THE YOUNG CADGER'S STORY.
"If I am bad, Jem," burst out the girl, raging with passion, and her eyes filled with tears, "who made me so? Who kept chiming into my ears that I had a pretty face and that I ought to sell it? Who, I say? Who was it," continued the girl, clenching her hands, and her face blazing with excitement, "that struck me last Christmas night, come two years, and pitched me out of the hole that we lived in on Saffron Hill? And then I had to seek a livin' in the streets, and when I was hungry I took money and sold myself to perdition; and then I had a father who used to steal it from me when I'd come home to sleep, and he'd take the few shillings that I earned by my shame, to go and drink it, and none of ye were ashamed to live on the money that lost my poor soul. Not one of ye." Here the girl, utterly exhausted, sat down on the stones and wept as if her heart was going to break, while the ragged child, who had by this time succeeded in burning her fingers a number of times, looked on in wonder at the sudden turmoil of vagabondism. The son, a powerfully built fellow, looked up and said:
"Molly, I wish your devilish trap ud shut. Wot good does this do any of ye, I'd like to know. Here I've been hon the aggrawatin' tramp for two weeks, and I hexpected to see yes all comfortable like, when I kum home, in Saffron Hill, down St. Giles way, and here I finds yes hall a-living hunder London Bridge by night, and a-beggin, or doin' wuss, in the day time. Hits enuff to make a saint swear at his blessed liver."
"Wuss luck, Jem; wuss luck, Jem; I halways knew as how it would come to this, a-sooner or a-later," said an old crone in the corner of the archway, who was smoking a pipe and whom I believed to be fast asleep.

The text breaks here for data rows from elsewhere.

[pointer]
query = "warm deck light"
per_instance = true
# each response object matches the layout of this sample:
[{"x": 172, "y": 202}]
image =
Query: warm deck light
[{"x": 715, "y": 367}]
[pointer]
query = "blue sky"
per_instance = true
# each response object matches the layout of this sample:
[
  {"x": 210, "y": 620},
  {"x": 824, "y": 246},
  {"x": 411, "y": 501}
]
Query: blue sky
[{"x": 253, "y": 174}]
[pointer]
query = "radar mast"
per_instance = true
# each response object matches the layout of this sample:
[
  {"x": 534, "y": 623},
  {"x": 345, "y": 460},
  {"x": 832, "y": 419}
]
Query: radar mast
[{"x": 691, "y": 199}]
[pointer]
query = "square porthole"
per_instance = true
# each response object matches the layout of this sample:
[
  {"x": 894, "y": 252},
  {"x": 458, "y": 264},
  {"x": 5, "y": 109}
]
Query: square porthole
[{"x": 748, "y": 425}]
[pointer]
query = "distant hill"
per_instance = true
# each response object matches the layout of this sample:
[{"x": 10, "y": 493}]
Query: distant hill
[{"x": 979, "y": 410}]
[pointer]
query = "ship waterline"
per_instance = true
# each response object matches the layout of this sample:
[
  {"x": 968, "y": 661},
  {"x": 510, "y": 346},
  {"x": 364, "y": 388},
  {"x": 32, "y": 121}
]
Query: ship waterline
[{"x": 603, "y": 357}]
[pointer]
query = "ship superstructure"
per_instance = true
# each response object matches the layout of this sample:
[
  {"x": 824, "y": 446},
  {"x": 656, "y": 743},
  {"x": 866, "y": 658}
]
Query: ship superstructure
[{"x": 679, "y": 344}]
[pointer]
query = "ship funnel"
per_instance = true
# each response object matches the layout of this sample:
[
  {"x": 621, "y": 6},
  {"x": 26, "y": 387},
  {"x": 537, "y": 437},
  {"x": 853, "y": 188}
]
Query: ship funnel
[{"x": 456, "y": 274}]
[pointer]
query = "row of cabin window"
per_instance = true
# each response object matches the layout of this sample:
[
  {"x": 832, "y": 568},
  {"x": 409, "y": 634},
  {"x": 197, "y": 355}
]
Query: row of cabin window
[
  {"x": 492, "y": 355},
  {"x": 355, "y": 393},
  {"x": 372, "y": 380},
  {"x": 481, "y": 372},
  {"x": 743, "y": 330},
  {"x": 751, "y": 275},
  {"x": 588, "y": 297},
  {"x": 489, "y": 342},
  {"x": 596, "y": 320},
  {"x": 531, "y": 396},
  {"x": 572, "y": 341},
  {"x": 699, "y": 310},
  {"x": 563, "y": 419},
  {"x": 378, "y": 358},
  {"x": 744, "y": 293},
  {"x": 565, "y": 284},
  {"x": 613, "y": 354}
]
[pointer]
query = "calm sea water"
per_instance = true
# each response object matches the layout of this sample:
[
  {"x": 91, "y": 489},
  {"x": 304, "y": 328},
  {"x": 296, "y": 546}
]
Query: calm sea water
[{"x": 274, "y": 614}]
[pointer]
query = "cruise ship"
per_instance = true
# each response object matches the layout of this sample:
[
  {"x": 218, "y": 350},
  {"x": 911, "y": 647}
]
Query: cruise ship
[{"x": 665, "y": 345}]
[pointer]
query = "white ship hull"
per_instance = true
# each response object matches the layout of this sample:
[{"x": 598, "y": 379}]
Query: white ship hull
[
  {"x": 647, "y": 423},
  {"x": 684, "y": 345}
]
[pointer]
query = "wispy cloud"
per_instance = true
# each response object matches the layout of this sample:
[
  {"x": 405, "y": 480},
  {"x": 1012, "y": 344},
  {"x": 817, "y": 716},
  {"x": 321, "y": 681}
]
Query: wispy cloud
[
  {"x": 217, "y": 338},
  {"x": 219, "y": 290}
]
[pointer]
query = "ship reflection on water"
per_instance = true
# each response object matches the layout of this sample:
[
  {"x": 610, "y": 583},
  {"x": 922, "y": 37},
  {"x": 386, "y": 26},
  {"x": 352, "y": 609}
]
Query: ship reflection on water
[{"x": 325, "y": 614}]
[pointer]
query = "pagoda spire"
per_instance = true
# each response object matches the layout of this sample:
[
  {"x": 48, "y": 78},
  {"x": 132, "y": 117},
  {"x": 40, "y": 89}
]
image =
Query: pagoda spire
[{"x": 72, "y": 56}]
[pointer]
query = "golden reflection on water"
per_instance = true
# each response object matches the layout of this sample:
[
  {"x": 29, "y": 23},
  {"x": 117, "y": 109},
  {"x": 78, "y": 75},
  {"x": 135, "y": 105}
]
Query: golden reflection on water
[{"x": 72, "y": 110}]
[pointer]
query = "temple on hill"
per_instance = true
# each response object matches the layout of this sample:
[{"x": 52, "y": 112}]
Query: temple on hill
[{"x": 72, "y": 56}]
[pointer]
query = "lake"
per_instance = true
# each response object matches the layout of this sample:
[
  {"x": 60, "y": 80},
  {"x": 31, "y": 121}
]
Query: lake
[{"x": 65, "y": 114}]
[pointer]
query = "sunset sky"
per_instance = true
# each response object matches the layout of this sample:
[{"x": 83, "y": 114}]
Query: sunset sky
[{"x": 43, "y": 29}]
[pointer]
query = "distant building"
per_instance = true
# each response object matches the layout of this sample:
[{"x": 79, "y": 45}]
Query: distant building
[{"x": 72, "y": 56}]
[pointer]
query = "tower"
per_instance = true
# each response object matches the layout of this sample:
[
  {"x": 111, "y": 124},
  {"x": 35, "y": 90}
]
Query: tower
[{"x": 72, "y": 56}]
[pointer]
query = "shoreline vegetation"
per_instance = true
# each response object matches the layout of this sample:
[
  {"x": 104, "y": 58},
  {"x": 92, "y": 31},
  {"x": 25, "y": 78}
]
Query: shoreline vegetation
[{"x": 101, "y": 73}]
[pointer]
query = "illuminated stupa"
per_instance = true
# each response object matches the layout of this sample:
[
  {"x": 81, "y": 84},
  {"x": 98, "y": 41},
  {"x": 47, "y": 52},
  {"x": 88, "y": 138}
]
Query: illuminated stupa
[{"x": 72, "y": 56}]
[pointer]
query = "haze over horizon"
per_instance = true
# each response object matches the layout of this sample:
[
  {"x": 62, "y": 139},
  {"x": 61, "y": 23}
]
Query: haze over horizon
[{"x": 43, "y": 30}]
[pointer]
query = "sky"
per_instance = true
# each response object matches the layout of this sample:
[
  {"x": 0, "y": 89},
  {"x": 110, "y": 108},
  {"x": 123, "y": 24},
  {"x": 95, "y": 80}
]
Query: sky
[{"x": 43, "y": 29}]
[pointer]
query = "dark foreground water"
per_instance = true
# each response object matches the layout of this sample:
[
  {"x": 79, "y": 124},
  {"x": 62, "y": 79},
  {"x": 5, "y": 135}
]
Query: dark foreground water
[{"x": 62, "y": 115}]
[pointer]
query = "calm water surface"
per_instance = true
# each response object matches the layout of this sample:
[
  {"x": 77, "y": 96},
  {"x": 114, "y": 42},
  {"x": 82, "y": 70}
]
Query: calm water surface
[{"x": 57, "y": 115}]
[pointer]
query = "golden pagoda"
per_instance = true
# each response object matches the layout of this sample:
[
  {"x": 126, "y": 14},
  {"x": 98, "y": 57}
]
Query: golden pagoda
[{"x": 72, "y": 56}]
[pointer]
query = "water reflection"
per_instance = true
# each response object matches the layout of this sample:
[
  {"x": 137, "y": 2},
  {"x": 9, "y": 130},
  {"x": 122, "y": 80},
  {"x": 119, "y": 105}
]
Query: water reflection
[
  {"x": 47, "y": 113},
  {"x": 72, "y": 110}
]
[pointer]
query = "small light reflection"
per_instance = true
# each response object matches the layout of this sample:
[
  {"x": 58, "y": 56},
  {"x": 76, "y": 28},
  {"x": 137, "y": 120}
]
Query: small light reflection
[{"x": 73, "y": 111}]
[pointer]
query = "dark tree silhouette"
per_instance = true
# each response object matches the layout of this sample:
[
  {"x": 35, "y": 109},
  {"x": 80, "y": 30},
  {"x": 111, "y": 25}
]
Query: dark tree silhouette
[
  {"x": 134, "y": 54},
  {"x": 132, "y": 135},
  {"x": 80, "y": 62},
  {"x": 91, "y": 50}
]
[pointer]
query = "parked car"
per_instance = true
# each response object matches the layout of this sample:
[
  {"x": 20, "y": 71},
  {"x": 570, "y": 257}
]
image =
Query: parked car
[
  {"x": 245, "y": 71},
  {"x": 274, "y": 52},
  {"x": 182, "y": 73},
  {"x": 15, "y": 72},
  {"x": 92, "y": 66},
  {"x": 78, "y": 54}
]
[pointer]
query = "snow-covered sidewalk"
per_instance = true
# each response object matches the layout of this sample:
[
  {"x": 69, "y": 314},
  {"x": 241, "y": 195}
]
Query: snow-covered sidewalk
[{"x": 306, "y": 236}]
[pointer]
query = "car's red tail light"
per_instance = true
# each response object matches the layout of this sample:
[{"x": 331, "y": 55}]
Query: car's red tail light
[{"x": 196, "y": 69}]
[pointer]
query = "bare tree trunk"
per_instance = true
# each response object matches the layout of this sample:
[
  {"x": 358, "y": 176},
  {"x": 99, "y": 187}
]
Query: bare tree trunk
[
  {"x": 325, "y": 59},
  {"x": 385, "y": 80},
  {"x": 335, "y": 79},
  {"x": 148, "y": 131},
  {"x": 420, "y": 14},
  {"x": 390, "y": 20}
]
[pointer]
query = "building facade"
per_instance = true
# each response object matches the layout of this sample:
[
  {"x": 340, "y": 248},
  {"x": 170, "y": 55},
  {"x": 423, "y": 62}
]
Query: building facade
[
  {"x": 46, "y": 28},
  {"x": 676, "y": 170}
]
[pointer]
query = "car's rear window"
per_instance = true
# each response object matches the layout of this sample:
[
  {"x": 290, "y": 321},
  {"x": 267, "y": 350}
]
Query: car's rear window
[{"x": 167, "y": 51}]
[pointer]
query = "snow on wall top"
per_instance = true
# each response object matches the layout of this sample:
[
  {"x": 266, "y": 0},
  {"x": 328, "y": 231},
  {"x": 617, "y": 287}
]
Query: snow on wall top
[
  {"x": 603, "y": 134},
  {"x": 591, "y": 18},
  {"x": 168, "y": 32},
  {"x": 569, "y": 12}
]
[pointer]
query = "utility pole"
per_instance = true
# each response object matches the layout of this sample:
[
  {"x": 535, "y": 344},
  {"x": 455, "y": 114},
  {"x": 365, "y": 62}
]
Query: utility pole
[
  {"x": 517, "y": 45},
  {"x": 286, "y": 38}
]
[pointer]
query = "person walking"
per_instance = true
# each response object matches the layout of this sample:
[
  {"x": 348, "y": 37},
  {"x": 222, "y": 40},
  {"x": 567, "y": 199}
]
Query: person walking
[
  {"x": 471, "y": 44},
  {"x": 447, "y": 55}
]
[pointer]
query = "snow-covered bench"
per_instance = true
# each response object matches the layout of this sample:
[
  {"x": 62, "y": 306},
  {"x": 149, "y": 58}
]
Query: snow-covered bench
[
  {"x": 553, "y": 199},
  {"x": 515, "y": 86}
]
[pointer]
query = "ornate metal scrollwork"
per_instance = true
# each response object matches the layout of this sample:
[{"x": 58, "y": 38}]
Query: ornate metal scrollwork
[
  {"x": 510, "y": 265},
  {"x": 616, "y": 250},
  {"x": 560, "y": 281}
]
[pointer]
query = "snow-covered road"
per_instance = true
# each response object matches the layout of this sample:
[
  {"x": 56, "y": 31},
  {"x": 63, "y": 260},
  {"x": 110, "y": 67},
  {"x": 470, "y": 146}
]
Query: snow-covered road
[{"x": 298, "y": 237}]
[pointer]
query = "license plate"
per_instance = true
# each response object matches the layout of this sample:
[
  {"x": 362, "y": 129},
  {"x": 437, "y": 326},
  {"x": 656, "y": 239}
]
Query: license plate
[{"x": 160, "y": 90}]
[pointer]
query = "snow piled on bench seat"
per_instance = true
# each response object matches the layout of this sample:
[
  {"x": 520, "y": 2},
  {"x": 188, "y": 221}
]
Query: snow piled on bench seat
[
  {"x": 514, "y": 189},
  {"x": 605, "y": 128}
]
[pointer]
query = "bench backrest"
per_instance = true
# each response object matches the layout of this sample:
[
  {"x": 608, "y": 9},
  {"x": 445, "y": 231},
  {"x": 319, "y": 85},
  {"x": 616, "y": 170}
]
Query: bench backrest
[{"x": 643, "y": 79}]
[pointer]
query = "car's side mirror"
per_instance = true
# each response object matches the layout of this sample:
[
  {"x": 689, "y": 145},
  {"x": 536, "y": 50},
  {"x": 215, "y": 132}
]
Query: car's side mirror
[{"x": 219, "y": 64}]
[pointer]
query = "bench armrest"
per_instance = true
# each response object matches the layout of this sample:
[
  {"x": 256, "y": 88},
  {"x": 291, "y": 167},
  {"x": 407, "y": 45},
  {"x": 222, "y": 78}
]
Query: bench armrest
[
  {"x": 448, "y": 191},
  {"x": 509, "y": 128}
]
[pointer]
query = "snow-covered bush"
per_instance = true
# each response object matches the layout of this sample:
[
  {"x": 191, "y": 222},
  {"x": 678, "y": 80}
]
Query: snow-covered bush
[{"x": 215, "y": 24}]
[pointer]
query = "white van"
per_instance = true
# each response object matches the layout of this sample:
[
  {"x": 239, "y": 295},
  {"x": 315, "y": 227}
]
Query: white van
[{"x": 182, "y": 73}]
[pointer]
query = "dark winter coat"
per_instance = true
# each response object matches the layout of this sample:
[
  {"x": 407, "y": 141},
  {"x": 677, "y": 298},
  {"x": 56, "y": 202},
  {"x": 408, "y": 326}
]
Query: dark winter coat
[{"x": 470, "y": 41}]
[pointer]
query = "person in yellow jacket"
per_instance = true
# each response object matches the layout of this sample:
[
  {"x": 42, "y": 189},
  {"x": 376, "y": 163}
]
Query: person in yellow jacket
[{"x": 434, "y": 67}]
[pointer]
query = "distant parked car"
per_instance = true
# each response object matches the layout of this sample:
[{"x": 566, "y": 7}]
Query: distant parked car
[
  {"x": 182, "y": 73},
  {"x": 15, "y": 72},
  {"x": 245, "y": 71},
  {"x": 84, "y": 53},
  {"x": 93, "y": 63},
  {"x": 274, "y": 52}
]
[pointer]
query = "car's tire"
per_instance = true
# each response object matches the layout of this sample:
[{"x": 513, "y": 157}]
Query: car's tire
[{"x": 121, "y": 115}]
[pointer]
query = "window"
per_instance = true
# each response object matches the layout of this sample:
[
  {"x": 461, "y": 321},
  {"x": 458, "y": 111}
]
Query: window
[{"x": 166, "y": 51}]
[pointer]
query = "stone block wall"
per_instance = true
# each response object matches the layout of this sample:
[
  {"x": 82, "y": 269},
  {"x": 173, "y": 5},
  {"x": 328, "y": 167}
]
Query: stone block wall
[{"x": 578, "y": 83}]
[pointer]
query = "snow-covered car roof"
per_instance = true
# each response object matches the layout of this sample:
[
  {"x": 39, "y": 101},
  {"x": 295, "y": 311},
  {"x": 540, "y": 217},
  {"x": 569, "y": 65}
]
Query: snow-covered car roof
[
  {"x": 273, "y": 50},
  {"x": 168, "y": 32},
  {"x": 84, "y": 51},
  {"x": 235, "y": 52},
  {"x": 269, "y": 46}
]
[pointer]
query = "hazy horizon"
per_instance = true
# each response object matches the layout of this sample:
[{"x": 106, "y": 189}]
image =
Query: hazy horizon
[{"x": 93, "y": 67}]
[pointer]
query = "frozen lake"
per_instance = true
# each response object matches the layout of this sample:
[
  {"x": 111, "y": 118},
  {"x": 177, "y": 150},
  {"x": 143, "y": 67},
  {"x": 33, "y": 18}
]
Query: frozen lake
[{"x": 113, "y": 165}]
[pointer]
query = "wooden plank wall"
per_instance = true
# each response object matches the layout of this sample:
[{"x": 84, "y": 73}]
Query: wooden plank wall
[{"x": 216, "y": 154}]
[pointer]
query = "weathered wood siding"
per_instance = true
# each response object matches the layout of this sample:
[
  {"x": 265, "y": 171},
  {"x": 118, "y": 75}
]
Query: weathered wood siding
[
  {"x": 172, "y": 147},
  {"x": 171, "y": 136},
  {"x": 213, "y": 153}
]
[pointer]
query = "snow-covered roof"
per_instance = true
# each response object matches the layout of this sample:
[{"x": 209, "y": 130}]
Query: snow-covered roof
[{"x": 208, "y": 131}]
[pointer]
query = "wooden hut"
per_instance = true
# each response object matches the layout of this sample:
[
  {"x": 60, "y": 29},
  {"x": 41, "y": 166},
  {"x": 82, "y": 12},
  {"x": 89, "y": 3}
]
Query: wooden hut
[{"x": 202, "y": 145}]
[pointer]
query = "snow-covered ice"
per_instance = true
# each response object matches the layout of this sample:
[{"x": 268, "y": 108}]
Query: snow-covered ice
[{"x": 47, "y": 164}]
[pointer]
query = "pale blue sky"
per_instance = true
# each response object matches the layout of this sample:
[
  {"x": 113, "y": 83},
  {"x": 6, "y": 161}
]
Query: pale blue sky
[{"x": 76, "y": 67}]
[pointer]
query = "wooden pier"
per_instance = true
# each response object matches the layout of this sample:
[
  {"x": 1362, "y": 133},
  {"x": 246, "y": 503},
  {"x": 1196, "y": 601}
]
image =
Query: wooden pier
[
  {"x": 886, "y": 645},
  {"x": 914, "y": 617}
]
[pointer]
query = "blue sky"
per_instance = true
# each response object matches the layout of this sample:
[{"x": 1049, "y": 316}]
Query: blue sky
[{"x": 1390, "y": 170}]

"Well, sir, if ye'v got no hobjection," said the stout young man, "I'll tell you our story. It isn't much of a story to tell, after all. The old man there went to be a navvy and got two shillings a day until he took to drink; when he had work on the Great Western. They used to swindle him in the Tommy shops. Them's the shops, you see, where a contractor who 'as the job to bulk it, keeps the groceries and grub for the navvies. They skin the navvies so terribly, do these Tommy shops, and when his week is up, a man has nothing left out of his vages, cos', you see, they halways manages to run up the bill as high as the week's vages. Oh! they are precious scoundrels!"
"Don't call them scoundrels, Jem. Hit's too good a name for them haltogether," said the old man, who was beginning to doze.
"Will you shut up?" savagely said the hopeful son; and then he continued, when he had taken a whiff at the pipe: "Well, by and by the old man got to drinking so much beer that the whole of the wages was drawn for lush, and he had nothing to eat during the week excepting what the other men gave him for charity."
"Hevery word of that's a lie, Jem. Wot a precious talent you have, to be sure, for habusin of your poor old fayther."